[Ulala]【35人学級を40人の不思議】~日本は学生に何を身につけさせようとしているのか?~
Ulala(ライター・ブロガー)「フランスUlalaの視点」
日本の財務省が「公立校の35人学級を40人学級に戻すべき」との方針を出したことが話題になっている。人件費86億円が削減可能だからと言うのだ。いじめや不登校などで目立った改善が認められず、厳しい財政事情の中での考えらしい。
少人数になると先生の目が届きやすくいじめなどが少なくなると言われているが、単純に考えても例え40人のクラスがたかだか35人になっただけで大きな効果が表れるとは思えない。OECDでの平均が21.2人に比べると、35人でもまだまだ多すぎるぐらいだ。
フランスの公立校でも一クラス25人前後で構成されている。それでも理想は一クラス20人なのでまだまだ多いと言う。一クラス40人のクラスが、20人~25人になれば目に見えて変わってくるかもしれないが、現時点で目立った改善が認められないとするのにはあまりにも短絡すぎるのではないだろうか?
だいたい日本はクラス内の人数が減ることに対して何を求めているのだろうか?
「いじめや不登校の改善?」
「先生の負担軽減?」
「学力向上?」
「きめ細かな対応?」
正直言って、クラス内の人数が少なかろうが多かろうがそこまで学力に差が出るとは思えない。OECDのPISAの結果を見ても、クラス内の人数が少ないフランスは20位台。でも一クラスの人数が多い日本は10位以内をキープしている。基本、学校は勉強するきっかけに過ぎず、フランスにしろ、日本にしろ、学力の高さは自主学習も含め学校外での勉強が功を奏している場合が多いと言えるだろう。
先生の負担は確かに子供が少なければそれだけ減る。クラス内の人数が少ない方がまとめやすく生徒のケアもしやすいだろう。だったら中途半端に35人とせず、減らすのに8年もかけるなら一気に30人にすればよかったのではないだろうか?それは、財政上無理だったのだろうか?
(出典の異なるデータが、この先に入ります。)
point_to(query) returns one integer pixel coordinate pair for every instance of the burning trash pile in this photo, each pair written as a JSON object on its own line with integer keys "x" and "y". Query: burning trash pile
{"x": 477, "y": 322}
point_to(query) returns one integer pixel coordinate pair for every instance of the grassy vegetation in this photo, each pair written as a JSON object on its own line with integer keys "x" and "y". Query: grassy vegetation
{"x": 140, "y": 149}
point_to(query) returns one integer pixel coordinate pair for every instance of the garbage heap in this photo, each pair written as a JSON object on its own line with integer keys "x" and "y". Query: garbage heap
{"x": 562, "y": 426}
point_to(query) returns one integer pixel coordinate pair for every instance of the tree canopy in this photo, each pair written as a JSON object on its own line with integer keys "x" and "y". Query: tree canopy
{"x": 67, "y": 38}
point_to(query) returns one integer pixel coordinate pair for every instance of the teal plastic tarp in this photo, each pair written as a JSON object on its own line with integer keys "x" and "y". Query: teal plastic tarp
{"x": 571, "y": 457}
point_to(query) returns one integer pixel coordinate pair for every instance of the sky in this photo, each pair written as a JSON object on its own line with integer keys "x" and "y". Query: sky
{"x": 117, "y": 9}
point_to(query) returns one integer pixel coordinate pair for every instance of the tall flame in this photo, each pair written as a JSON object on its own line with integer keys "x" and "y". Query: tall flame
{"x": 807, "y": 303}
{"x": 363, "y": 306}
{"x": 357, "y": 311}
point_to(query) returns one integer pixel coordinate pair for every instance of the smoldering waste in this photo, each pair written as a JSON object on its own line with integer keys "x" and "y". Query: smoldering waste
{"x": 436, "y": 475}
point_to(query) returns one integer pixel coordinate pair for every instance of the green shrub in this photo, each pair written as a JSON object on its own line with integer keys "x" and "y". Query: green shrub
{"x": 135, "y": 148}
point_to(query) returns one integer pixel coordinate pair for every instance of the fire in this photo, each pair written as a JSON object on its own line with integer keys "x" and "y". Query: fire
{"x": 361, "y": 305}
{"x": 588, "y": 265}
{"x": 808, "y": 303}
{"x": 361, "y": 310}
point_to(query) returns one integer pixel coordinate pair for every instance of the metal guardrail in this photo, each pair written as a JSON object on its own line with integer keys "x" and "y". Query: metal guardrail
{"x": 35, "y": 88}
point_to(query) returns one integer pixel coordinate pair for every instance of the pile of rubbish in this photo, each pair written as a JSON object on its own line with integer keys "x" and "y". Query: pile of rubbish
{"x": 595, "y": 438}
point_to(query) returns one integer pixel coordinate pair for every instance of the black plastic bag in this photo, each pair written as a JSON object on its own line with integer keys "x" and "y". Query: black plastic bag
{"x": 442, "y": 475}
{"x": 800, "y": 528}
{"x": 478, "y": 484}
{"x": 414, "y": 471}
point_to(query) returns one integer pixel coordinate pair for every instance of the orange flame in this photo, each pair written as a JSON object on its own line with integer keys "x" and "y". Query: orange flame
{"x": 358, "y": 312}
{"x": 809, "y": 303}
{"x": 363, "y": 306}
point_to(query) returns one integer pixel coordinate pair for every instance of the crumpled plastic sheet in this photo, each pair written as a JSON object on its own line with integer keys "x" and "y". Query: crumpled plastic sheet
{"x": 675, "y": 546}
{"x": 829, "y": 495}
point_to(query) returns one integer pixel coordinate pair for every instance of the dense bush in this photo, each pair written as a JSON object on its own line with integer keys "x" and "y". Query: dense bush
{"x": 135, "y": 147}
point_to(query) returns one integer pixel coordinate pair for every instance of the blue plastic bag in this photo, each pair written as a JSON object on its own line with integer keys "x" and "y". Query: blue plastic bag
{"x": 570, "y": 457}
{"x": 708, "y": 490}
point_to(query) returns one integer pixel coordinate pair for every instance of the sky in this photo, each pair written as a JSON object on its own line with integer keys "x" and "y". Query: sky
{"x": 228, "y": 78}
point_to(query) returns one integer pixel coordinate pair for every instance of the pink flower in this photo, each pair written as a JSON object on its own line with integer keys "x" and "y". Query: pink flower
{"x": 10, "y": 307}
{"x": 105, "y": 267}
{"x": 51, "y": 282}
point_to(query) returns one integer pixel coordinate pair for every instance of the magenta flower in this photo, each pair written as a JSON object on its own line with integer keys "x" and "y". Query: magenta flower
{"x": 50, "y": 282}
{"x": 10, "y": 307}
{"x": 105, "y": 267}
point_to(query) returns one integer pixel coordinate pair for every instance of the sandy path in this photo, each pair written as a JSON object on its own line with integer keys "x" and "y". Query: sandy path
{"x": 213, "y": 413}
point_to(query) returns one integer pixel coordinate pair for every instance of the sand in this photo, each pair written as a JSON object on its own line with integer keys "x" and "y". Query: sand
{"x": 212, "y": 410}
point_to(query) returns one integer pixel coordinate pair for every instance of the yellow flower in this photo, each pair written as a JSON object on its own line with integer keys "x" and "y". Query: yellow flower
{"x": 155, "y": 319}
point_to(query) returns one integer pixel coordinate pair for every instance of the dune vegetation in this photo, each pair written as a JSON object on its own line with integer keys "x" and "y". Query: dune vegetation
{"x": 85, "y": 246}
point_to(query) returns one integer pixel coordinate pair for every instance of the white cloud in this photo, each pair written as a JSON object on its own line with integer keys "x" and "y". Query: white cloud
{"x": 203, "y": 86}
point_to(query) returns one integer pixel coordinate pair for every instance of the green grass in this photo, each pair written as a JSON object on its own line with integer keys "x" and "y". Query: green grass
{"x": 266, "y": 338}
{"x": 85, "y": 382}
フランスはクラス内の人数も少ないが、点在している小さな自治体ごとの学校が多く、学校自体小さいため、学校の施設も日本ほど揃ってない。私立や人数の多い都市部の学校ではその状況も変わってくるが、大抵の公立校は多少広いホールや広場と、食事する場と教室と言うのが大半だ。校庭もなく、プールもなく、体育館もないので学校外の市の施設を利用する。学校内には理科実験室、美術室、音楽室もないのだ。ボロボロの用具に教科書も貸し出し制。
しかしその状況を見ていると、設備が充実してなくても学ぶことは十分可能なことに気づかされる。あまりにも何もないフランスの学校だが、かえって何もない方がいろいろ工夫したり、ハングリー精神が出てきていいんじゃないかとさえ思えてくる。今までの日本は恵まれすぎて当たり前になっていることが多い。財政だけが問題なら教師の人件費よりも削れるところが他にあるのではないだろうか?
フランスでは日本よりも充実していない教育環境の中でも、自信にみなぎったフランス人が育って行く。その理由の一つが「少人数のクラスだからこそできる、積極的発言の教育」かもしれない。
フランスを含む欧米の授業は子供達の能動的な質問や意見で運営されていて、自分の意見ははっきりと発言し、反対意見もバンバン言う。控えめでいることが身についている日本人には、海外に出るとこれに慣れるまでが大変だ。日常会話なら聞き流しいてもそれでいいが、これが商談や国際会議になると不甲斐なさをはっきり感じるだろう。
こういったタイプの授業をまとめるには人数が多いと難しく、20人前後のクラスが適当だそうだ。だが日本のような発言もあまりしない受動的な授業では、40人のクラスでも問題なかったのかもしれない。
「日本の学校は今後学生に、何を身に着けさせることを目的としているのだろうか?」
どの項目の予算を削減するかはそういった方針を元に決定することが重要なのではないだろうか。子供への教育は、日本の未来を変えるものでもあるので、単純に予算だけに左右される種類の問題ではないと思うのだ。